The second Epilepsy Action Christmas Carol Concert was a shining success last week in Leeds UK, including seasonal readings, festive songs and the chance to remember missing loved ones. Peter Fox describes the event, which raised awareness and funds for people with epilepsy
Christmas is my favourite time of year. I’ve been annoying everyone in my office with talk of the festive season since November. And the handy thing about being a keen singer is that belting ‘Once in royal David’s city’ in ear-splitting falsetto will drown out any grumpy colleagues.
I appreciate that Christmas is a Christian tradition. I come from a Christian family and I went to a Church of England school. Still, I’m not a practising Christian, in fact I don’t really consider myself very religious at all these days. Despite that, the magic of Christmas has stayed with me as an adult. The memory of singing carols as a child is something I’ve never forgotten. And while I never bagged the part of Joseph in our school nativity, I played an excellent shepherd once or twice.
I think that even if Christmas is not a religious experience for you, it can still be a wonderful time of year to celebrate everything we have to be grateful for. It’s a time to spend with our friends and family, exchanging gifts and good wishes. Those good wishes were what the Epilepsy Action Christmas Carol Concert was all about.
Until I ventured inside, I’d forgotten just how impressive Leeds Minster is. It’s a beautiful church and looked just stunning with glistening Christmas decorations and soft lights under the huge vaulted ceiling. Meanwhile, being greeted with a cup of mulled wine set the festive tone of the evening beautifully. I gratefully sipped the warm, spiced wine as people arrived to a performance from St Peter’s CE Primary School’s Steel Pans Band.
We all then took our seats for the carol service proper.
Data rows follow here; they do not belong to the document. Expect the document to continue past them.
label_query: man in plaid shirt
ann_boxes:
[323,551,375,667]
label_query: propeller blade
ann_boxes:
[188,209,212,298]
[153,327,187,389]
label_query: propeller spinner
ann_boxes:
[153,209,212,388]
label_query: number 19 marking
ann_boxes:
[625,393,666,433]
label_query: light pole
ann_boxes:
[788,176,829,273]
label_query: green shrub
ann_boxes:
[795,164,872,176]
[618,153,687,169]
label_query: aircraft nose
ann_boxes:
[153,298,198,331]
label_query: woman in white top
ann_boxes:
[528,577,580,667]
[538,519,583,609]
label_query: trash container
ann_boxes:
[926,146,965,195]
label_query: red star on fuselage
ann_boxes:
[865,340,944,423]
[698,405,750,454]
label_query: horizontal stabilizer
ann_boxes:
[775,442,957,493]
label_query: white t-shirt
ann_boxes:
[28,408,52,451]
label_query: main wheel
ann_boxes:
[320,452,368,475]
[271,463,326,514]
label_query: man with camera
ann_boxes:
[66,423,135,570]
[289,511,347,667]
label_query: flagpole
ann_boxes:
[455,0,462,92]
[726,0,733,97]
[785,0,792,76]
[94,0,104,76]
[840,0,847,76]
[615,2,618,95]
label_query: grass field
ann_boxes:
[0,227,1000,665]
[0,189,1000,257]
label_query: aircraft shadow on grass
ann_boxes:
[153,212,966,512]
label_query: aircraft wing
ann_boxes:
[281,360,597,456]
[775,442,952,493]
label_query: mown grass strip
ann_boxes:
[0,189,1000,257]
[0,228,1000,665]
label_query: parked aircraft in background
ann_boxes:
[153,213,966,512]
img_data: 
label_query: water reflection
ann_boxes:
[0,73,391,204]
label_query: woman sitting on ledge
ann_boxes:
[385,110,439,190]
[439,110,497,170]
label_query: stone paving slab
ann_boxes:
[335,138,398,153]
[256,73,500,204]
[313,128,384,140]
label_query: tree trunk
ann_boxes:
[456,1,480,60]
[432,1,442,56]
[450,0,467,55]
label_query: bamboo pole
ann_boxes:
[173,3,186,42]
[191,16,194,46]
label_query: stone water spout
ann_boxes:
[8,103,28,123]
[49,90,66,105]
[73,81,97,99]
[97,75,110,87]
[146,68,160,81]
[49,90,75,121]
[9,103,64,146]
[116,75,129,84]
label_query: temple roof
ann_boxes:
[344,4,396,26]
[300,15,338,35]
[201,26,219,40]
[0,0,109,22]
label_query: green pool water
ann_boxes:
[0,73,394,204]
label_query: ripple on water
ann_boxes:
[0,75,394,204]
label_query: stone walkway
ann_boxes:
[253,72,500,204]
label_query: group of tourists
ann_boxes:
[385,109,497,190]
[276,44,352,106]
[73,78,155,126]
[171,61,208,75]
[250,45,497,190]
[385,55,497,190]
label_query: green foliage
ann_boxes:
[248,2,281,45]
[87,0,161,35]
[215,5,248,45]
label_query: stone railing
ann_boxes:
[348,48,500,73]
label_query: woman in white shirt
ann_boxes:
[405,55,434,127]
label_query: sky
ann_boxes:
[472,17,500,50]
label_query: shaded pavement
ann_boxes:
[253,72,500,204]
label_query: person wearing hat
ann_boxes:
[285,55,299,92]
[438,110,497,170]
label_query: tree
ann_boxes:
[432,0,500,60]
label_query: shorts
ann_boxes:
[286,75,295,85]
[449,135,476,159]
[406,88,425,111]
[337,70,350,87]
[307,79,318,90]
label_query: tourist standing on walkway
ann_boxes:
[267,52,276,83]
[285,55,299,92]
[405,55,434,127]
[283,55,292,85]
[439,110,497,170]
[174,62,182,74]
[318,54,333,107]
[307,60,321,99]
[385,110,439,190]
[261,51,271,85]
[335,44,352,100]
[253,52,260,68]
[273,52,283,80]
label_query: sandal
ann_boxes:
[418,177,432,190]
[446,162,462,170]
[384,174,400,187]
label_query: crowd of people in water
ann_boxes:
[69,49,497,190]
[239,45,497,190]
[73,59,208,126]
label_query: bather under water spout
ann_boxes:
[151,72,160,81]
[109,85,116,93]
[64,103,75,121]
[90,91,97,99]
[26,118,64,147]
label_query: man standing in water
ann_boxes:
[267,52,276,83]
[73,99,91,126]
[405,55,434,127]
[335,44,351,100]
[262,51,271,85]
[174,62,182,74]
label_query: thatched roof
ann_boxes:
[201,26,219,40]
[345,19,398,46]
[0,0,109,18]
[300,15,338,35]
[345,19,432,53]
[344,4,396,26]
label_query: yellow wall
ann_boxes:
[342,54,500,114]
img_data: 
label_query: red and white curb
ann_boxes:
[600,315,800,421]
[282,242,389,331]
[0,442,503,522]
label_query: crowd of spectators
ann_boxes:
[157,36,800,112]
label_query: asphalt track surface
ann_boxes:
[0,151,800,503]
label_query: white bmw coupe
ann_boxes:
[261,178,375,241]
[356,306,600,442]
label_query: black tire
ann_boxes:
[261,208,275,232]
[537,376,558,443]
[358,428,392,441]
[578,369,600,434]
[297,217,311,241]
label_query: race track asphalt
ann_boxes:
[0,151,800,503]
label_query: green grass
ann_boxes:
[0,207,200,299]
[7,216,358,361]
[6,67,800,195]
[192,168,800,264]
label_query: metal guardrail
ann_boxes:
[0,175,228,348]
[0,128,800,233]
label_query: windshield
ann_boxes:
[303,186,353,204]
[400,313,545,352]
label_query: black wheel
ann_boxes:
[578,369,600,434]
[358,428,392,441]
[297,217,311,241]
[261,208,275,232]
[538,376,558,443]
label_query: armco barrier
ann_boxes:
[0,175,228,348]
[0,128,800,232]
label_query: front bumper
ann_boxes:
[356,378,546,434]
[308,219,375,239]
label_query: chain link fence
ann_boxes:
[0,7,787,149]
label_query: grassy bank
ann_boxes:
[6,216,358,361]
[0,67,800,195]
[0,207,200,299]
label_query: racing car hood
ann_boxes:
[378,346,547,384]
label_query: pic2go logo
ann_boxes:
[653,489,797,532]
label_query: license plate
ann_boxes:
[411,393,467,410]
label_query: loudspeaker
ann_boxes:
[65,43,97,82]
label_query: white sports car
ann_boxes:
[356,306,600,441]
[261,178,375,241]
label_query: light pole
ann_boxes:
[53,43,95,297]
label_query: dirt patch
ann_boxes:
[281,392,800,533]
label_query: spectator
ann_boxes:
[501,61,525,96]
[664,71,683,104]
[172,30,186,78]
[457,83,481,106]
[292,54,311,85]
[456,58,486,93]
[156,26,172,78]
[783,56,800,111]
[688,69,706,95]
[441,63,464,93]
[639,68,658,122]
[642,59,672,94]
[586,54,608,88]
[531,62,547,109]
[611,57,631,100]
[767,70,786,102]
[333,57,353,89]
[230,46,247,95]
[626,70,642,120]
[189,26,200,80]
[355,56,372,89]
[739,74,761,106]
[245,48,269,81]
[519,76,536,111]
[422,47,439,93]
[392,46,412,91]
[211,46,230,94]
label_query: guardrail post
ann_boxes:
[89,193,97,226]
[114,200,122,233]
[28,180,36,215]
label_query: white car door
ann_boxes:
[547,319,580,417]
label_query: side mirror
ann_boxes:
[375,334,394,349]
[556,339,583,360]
As we sang ‘Once in royal David’s city’ (my favourite!) the Boy Choristers, Choral Scholars and Lay Clerks of the Choir of Leeds Minster appeared. They came down the aisle in procession and took their pews for the beginning of the service. We were then warmly welcomed by the Reverend Canon Tony Bundock, Rector of Leeds.
The service was lovely and I think everyone happily entered into the festive spirit. Many favourite carols were included, such as ‘Ding dong, merrily on high’, ‘Oh little town of Bethlehem’ and ‘The holly and the ivy’. I sing a lot in my spare time. I enjoyed raising my voice for epilepsy and it was amazing how much of these songs I remembered from school. Although I’d forgotten how high some of them were. I thought I might pass out during ‘Hark the herald angels sing’, but thankfully made it through.
There were several readings through the carol concert, too. Epilepsy Action’s Philippa Cartwright read ‘A Christmas lesson’ by Tom Krause. Some of the younger choristers also read religious passages in sweet clear voices, grinning proudly when they rejoined the choir. Meanwhile, a very special reading was given by our guest of honour, Harry Gration – a familiar face of local news in Yorkshire. Harry offered an animated recital of a Christmas classic: ‘A visit from St Nicholas’ by Clement Clark Moore.
Towards the end of the service, we were reminded very much of why we were there. Epilepsy Action’s fundraising manager, Di Flatt, offered a brief presentation about the work of the organisation. Of course, I love Christmas and for me it’s very much a time of fun and relaxation. (Trying to make it through Christmas dinner with my increasingly confused grandparents notwithstanding. Making sure they don’t do themselves – or each other – a mischief is always stressful, but needs must.) Still, for many the festive season can also be tinged with sorrow.
Our attention was drawn to the Christmas tree near the altar. This tree bore the Shining Star decorations, the result of Epilepsy Action’s recent festive initiative. There were 102 stars on the tree – one for each of 102 supporters who had donated money for a decoration. Each decoration bore a personalised inscription, a message to a missed loved one during the holidays.
It was a powerful reminder – to me, at least – of the true meaning of Christmas. It is the season of good will toward others. After a beautiful carol service, I wandered out into the night just filled with festive spirit… And a sense that, at this time of year, we can all spare a thought for those less fortunate than we are. After all, that’s the point of charity, isn’t it?
The event was a wonderful success, raising over £2,000 for people with epilepsy. This was a brilliant result. Epilepsy Action would like to thank everyone who helped put the Christmas Carol Concert together – including generous sponsorship from SimplyHealth.